La domanda è: all'Italia serve un doppione del Movimento 5 stelle? Il rischio è proprio che il nuovo Pd diventi una copia del partito di Conte. Se è questa la gara innescata dall’arrivo di Elly Schlein alla segreteria del Pd, ossia a chi è più di sinistra, è evidente che i bisogni della maggior parte dei cittadini - crescita, sviluppo, infrastrutture, Paese forte e competitivo - non sembrano contemplati o posti in cima all’agenda politica. Poi si vedrà nella pratica che cosa farà questo partito, a cui è stato aggregato ieri come presidente e magari come bilanciatore Bonaccini, e intanto però nulla pare distinguerlo sia negli obiettivi sia nel merito - stando alle dichiarazioni d’intenti della segretaria - dalla cultura di Conte. Il salario minimo da fare insieme (al netto di leggerissime sfumature); il no al job act renziano e alla legge Fornero; la riduzione dell’orario di lavoro; le teorie sulla transizione ecologica e il rifiuto delle trivellazioni e del nucleare: la coincidenza, anzi la sovrapposizione, giallo-rosé è in tutto questo e in tanto altro.

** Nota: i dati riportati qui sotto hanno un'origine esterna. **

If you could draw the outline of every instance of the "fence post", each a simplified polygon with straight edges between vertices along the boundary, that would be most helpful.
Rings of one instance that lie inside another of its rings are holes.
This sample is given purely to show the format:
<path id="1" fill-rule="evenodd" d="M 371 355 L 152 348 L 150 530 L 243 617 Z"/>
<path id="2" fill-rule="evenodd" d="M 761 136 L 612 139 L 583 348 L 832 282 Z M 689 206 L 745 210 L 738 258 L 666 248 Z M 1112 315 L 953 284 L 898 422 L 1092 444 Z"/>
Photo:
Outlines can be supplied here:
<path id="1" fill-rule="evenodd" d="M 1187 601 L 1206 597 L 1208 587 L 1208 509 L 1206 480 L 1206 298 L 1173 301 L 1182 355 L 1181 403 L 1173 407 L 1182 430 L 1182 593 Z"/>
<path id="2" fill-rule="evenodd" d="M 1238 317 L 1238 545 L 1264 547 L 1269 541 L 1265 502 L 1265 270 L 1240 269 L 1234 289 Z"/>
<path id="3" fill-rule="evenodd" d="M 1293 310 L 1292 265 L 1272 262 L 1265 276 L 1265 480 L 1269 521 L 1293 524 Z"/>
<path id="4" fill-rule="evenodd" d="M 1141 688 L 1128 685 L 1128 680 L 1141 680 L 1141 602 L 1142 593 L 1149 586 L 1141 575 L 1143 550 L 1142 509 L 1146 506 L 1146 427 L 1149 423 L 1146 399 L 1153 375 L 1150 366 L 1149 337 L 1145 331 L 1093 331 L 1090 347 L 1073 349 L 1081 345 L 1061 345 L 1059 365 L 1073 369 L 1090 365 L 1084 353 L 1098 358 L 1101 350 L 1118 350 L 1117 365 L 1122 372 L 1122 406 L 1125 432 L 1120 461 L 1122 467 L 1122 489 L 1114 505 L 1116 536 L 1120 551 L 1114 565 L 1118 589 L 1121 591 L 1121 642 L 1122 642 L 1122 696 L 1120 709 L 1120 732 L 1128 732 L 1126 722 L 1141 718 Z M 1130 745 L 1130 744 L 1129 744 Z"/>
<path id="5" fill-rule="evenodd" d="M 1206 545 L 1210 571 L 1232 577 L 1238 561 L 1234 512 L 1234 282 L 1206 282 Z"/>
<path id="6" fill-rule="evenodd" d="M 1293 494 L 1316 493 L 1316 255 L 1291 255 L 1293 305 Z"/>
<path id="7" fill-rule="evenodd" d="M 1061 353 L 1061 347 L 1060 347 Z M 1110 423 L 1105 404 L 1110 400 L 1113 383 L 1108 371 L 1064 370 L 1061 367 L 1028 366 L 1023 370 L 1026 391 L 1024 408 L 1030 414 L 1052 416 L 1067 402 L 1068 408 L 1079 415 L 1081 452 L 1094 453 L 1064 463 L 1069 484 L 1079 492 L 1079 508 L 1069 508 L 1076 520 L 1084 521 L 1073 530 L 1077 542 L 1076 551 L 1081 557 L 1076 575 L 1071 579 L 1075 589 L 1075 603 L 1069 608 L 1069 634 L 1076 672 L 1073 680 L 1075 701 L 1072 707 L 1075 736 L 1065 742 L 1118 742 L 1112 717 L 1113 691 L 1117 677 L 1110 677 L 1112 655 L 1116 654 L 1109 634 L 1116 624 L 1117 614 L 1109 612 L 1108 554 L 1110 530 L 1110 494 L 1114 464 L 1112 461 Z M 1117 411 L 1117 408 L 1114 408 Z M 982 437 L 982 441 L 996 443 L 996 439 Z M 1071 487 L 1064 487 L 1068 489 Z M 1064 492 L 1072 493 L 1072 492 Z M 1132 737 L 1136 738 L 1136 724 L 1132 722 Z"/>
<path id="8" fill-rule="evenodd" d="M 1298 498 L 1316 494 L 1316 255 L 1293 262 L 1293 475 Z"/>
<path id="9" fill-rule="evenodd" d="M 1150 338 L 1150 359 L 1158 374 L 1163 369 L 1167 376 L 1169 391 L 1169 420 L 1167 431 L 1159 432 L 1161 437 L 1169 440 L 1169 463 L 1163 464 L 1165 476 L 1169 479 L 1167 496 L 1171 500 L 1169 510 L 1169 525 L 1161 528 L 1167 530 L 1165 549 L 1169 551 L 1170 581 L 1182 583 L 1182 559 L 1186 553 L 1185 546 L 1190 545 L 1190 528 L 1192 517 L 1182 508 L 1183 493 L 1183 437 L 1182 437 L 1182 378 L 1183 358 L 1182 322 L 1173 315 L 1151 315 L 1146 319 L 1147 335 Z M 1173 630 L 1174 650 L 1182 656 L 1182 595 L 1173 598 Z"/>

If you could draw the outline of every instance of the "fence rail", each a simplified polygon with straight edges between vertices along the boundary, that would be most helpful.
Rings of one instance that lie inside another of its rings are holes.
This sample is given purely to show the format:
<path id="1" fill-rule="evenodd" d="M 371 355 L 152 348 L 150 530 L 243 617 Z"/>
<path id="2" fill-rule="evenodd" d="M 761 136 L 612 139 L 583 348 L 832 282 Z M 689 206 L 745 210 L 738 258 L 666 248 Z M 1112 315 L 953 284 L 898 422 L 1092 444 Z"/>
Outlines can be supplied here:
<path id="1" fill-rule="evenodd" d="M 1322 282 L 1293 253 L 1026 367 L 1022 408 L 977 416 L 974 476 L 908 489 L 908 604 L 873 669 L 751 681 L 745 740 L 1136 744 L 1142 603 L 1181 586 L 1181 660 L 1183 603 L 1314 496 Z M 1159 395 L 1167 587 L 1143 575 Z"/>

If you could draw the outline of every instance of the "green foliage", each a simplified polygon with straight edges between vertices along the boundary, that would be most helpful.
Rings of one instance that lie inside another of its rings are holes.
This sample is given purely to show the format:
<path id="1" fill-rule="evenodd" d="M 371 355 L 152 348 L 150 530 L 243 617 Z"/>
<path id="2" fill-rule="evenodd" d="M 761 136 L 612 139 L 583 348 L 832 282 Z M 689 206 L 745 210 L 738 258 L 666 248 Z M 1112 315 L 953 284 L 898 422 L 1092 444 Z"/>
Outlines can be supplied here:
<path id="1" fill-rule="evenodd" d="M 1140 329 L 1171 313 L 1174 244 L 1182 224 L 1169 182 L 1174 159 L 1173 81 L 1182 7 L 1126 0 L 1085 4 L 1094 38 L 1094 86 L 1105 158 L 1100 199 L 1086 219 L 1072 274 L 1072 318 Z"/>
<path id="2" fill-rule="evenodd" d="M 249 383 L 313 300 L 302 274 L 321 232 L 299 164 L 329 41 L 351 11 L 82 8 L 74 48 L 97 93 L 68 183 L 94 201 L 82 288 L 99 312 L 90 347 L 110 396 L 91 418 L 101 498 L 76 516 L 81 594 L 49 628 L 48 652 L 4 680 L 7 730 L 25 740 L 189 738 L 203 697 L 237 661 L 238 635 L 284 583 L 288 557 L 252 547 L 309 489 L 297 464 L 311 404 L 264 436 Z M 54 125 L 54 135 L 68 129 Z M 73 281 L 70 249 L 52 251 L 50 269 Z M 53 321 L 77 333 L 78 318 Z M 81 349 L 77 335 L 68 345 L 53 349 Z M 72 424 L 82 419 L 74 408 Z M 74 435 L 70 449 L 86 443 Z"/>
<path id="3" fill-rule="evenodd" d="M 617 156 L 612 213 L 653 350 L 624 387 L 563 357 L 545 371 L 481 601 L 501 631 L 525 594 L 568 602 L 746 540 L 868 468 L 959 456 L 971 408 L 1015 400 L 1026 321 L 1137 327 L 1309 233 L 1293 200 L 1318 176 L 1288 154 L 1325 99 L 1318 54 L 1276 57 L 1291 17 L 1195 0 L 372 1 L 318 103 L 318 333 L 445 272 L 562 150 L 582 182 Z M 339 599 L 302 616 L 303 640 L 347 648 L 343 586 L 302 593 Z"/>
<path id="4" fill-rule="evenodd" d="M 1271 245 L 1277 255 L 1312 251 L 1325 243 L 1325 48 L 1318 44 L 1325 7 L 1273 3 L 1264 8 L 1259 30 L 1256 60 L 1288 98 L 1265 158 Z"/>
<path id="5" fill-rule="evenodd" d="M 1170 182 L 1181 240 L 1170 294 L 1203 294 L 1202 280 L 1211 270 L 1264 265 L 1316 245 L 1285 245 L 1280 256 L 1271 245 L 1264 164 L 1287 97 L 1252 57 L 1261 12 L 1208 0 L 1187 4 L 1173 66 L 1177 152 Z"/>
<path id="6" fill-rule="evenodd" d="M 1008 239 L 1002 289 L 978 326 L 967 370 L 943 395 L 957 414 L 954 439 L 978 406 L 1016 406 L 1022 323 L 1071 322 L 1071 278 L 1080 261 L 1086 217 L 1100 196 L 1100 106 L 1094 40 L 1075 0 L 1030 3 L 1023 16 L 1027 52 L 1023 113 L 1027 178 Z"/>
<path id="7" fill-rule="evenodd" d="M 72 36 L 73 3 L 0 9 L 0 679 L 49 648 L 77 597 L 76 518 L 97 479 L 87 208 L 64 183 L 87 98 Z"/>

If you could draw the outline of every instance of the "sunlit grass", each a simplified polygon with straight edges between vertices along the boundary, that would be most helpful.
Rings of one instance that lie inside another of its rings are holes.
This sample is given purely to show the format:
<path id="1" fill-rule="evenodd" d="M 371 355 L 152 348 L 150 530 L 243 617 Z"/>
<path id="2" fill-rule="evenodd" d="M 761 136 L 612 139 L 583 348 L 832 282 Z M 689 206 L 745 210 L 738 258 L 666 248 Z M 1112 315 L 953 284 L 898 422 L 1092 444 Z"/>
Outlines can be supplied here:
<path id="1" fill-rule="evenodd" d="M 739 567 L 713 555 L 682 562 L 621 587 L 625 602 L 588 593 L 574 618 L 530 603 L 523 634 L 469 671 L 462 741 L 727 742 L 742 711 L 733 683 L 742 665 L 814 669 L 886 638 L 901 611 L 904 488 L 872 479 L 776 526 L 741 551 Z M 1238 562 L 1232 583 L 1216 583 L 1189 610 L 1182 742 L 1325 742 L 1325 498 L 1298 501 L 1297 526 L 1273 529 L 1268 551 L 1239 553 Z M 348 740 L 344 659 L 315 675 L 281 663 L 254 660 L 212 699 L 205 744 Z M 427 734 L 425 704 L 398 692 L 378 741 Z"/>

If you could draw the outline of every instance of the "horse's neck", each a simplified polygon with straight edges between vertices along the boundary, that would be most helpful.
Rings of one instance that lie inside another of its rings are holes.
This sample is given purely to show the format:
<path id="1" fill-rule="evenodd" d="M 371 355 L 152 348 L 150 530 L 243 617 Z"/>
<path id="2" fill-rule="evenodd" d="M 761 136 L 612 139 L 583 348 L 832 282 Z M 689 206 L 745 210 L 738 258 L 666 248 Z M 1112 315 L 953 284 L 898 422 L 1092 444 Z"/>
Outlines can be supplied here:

Il Pd come clone di M5S potrebbe significare l’astrattismo o il sociologismo al posto dei piedi per terra. Tutto un «abolire il patriarcato» (slogan originario di Schlein), teoremi benecomunisti (combattere il riscaldamento globale a colpi di nuove tasse), proclami sui diritti (più che richiami alla pratica dei doveri), appelli generici alla lotta contro le diseguaglianze, introduzione di nuove imposte da quella sulla plastica a quella sulle donazioni e sulle successioni. Che M5S, per lo più partito d’opinione (al netto del fatto che ha sfruttato materialmente il reddito di cittadinanza alle ultime elezioni), abbia la sua costituency nel radicalismo ci può stare.
Quanto alla guerra, il timore di sembrare meno pacifisti del concorrente può portare i dem ad ammosciare la linea pro Ucraina. Mentre c’è corrispondenza tra i due partiti sulla legalizzazione dalla cannabis e sullo ius soli. Anzi su questo Conte è più prudente della collega (si limita a parlare di ius scholae), la quale è più a sinistra di lui sul tema immigrazione (l’ex premier gialloverde è pur sempre il coautore dei decreti Salvini).
Il patto con Bonaccini diventato presidente può essere sperabilmente un modo, da parte della leadership dem, per non perdere il rapporto con i sindaci e con gli amministratori locali, ossia con quel mondo della politica costretta a fare fatti e non a inerpicarsi sulle nuvole. Dalle quali un Pd doppione di M5S sarebbe destinato a non capire le esigenze degli italiani e a diventare la prima vittima di se stesso.